The longest soft contact lens study for myopia control

Tacy cited the recent findings from CooperVision’s pivotal MiSight-1-day contact lens clinical trial – the longest soft contact lens study for myopia control – which shows promising results with regards to the efficacy and safety of myopia management contact lenses in children.

“The study, which was conducted on children across the ages of 8 to 17 years, demonstrates that dual focus contact lenses work for nearly all children with myopia, with 90% of myopic eyes responding to the MiSight-1-day treatment. At all observed ages, the dual focus contact lenses slowed myopia progression by approximately 50%. Specifically, it slowed the change in axial length.”

Interestingly, the study also demonstrated the contact lenses work at any age a child starts treatment.
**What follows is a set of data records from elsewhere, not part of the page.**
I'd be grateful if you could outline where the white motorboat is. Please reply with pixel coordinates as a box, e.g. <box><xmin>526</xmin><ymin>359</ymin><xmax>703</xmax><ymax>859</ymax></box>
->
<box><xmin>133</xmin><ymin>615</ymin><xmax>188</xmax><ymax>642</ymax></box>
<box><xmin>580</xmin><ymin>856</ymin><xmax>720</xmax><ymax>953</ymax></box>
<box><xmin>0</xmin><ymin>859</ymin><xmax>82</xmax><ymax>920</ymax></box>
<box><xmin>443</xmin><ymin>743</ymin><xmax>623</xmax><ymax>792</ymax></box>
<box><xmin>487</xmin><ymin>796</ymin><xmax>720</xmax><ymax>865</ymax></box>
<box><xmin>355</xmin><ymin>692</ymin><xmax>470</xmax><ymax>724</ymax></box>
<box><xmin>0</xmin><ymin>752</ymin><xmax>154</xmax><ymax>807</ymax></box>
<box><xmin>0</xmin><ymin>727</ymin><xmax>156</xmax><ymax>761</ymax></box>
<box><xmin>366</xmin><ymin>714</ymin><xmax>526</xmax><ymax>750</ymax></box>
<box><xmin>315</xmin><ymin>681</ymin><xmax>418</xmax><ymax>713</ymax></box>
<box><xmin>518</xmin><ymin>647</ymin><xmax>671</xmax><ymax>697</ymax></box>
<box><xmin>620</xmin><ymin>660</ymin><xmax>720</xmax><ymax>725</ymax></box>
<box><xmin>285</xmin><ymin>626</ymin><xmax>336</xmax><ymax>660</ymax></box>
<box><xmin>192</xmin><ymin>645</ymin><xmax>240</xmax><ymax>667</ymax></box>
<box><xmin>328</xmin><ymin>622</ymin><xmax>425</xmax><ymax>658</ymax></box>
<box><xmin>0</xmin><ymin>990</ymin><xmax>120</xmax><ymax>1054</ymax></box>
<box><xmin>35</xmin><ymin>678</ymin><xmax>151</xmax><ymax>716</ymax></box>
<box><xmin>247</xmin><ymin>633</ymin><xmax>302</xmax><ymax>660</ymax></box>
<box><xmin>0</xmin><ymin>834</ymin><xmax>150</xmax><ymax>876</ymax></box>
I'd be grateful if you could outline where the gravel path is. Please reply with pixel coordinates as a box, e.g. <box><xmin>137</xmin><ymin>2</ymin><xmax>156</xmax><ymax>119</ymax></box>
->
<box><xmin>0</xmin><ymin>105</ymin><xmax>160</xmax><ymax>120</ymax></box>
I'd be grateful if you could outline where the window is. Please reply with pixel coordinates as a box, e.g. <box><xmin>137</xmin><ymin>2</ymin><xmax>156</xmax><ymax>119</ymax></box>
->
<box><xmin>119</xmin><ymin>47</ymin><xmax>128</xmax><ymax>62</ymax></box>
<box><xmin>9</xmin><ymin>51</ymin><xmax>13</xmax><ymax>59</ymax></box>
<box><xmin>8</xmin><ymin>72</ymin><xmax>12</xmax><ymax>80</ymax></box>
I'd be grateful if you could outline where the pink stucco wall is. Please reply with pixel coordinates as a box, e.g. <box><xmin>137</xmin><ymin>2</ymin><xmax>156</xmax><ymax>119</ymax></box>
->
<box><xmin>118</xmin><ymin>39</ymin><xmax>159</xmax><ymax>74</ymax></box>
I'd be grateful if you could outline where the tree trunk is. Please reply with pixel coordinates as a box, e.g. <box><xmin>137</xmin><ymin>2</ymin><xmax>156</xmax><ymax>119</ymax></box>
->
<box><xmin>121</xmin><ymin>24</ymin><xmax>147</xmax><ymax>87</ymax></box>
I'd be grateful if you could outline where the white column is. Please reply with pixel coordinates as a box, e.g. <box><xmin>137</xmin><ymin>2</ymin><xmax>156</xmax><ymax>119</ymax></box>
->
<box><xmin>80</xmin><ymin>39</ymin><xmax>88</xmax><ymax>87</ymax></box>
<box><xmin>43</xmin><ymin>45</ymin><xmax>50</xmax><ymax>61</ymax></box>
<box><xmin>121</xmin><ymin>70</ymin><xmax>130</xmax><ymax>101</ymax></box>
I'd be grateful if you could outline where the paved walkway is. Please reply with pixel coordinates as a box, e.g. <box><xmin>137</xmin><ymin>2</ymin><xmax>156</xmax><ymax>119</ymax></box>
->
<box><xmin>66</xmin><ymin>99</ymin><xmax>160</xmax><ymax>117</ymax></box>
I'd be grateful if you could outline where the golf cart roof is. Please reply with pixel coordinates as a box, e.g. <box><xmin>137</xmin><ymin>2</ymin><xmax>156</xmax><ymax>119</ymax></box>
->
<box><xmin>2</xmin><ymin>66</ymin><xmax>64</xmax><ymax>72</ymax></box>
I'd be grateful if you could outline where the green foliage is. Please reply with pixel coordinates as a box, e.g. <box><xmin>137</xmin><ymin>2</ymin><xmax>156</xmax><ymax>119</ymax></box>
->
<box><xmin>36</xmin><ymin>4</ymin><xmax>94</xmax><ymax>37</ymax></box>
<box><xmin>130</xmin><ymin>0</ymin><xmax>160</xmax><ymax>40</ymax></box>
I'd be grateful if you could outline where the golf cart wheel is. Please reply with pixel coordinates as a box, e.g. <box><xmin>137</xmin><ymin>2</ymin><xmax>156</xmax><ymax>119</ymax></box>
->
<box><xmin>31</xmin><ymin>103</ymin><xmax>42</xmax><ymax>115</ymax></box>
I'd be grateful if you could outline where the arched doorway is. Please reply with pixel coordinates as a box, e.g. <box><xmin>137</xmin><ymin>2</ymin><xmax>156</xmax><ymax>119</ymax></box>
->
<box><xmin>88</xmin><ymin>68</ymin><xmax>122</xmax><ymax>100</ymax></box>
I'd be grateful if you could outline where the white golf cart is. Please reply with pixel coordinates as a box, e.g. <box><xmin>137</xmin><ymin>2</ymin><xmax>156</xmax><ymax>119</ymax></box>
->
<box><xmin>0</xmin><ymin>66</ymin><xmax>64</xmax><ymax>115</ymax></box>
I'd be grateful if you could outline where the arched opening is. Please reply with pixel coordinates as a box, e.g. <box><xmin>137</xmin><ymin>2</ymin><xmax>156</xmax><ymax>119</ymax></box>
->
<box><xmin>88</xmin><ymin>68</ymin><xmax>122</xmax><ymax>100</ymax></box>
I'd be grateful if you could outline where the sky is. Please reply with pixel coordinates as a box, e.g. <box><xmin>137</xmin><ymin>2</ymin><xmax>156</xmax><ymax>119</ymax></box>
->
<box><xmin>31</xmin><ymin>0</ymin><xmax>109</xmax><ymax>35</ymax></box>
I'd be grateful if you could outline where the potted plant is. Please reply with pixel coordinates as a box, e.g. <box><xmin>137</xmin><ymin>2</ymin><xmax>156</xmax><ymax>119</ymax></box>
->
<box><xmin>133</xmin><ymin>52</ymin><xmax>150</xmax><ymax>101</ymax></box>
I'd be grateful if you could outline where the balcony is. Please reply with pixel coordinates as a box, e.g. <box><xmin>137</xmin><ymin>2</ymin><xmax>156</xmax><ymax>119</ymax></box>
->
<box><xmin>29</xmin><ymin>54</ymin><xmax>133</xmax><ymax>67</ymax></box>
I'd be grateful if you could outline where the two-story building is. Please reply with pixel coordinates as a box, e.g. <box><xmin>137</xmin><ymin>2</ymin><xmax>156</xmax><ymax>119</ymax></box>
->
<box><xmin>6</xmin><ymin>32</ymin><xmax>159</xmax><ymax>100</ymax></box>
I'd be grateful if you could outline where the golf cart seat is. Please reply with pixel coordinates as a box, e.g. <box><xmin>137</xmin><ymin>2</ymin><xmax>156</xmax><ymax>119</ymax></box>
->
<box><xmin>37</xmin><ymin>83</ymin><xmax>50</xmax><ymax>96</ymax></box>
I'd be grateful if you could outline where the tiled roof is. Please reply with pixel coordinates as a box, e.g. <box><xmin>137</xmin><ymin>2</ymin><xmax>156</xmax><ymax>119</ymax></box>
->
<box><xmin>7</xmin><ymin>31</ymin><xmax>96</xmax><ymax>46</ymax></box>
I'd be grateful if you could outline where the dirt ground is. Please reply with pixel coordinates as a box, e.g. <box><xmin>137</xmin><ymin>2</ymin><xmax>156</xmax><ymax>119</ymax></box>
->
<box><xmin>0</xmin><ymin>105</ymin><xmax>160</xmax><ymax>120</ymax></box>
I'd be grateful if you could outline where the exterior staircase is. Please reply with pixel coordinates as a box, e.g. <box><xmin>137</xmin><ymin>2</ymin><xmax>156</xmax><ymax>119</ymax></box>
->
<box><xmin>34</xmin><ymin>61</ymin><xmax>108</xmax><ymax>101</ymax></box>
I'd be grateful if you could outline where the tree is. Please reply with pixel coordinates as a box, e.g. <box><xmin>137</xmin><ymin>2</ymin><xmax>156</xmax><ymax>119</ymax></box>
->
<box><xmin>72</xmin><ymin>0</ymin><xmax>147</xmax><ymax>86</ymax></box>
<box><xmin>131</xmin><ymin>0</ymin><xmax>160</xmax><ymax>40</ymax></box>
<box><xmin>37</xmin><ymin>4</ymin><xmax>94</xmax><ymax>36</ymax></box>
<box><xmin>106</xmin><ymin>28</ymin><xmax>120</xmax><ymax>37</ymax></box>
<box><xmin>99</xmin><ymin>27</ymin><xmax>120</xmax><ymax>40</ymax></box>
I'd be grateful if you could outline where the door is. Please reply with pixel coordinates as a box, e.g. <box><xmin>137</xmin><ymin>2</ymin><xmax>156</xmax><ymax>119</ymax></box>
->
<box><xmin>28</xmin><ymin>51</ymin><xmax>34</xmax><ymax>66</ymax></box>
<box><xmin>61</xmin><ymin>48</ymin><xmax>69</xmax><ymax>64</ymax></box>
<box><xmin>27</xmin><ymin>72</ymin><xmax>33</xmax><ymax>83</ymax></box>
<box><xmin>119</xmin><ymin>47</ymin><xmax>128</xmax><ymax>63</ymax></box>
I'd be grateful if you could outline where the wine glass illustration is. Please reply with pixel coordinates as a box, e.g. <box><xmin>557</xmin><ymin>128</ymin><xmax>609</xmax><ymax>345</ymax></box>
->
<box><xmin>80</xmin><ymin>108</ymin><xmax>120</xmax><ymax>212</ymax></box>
“MiSight-1-day is proven to retain myopia control benefits after treatment has ended. Twelve-month post-treatment evidence indicates myopia control gains were retained with MiSight-1-day. Studies on other treatment modalities such as atropine and orthokeratology have shown a post-treatment rebound effect.

“What makes these findings particularly relevant for ECPs and optometrists is they now have an additional tool in their artillery to address and slow down myopia progression in children. The MiSight-1-day contact lenses provide a dual purpose: they provide clear vision and help control the progression of myopia. The “ActivControl Technology” used in the lenses is of a special optical design that can provide clear vision while also reducing the signal that encourages the elongation of the eye,” Tacy supplied.

Responsibility of ECPs in myopia management

In 2021, the World Council of Optometry (WCO) passed a resolution that publicly declares support for myopia management as a standard of care. While myopia management is still a new concept in the Asia-Pacific region, there is broad consensus that ECPs have a responsibility to not only correct refractive error but also prescribe interventions to help slow down the progression of myopia.

WCO’s resolution outlines three areas optometrists should address as first port-of-call in myopia correction and control:

a. Mitigation – attempting to prevent or delay onset of myopia by providing advice on visual environment and watching for pre-myopia

b. Measurement – providing regular comprehensive vision and eye health examinations for myopic children including measuring refraction and axial length where possible

c. Management – addressing patients’ needs to correct and control myopia with evidence-based interventions, for improved quality of life and better eye health today and into the future.

A crucial aspect of treating childhood myopia, according to Tacy, is patient management.

“Before any intervention, we need to educate parents about childhood myopia, and the importance of early detection and early intervention. This is where ECPs have an opportunity to play the role of specialists and be more proactive in raising the topic of myopia management to parents and persuade them to permit their child to undergo regular eye exams,” she advised.

“Once the myopia is detected, ECPs must be equipped to help parents and their children control myopia, such as counseling children and parents on lifestyle habits and eye hygiene that slow down myopia, different treatment approaches, and prescribing the appropriate treatment based on the child’s needs. Anyone undergoing myopia control treatment should be assessed at least every six months to check on the treatment’s efficacy and safety.”

When equipped to detect and manage myopia at an early stage in children, ECPs could potentially help millions of adults avoid serious eye complications in the future, while saving hundreds of billions of dollars in treating and correcting serious eye conditions.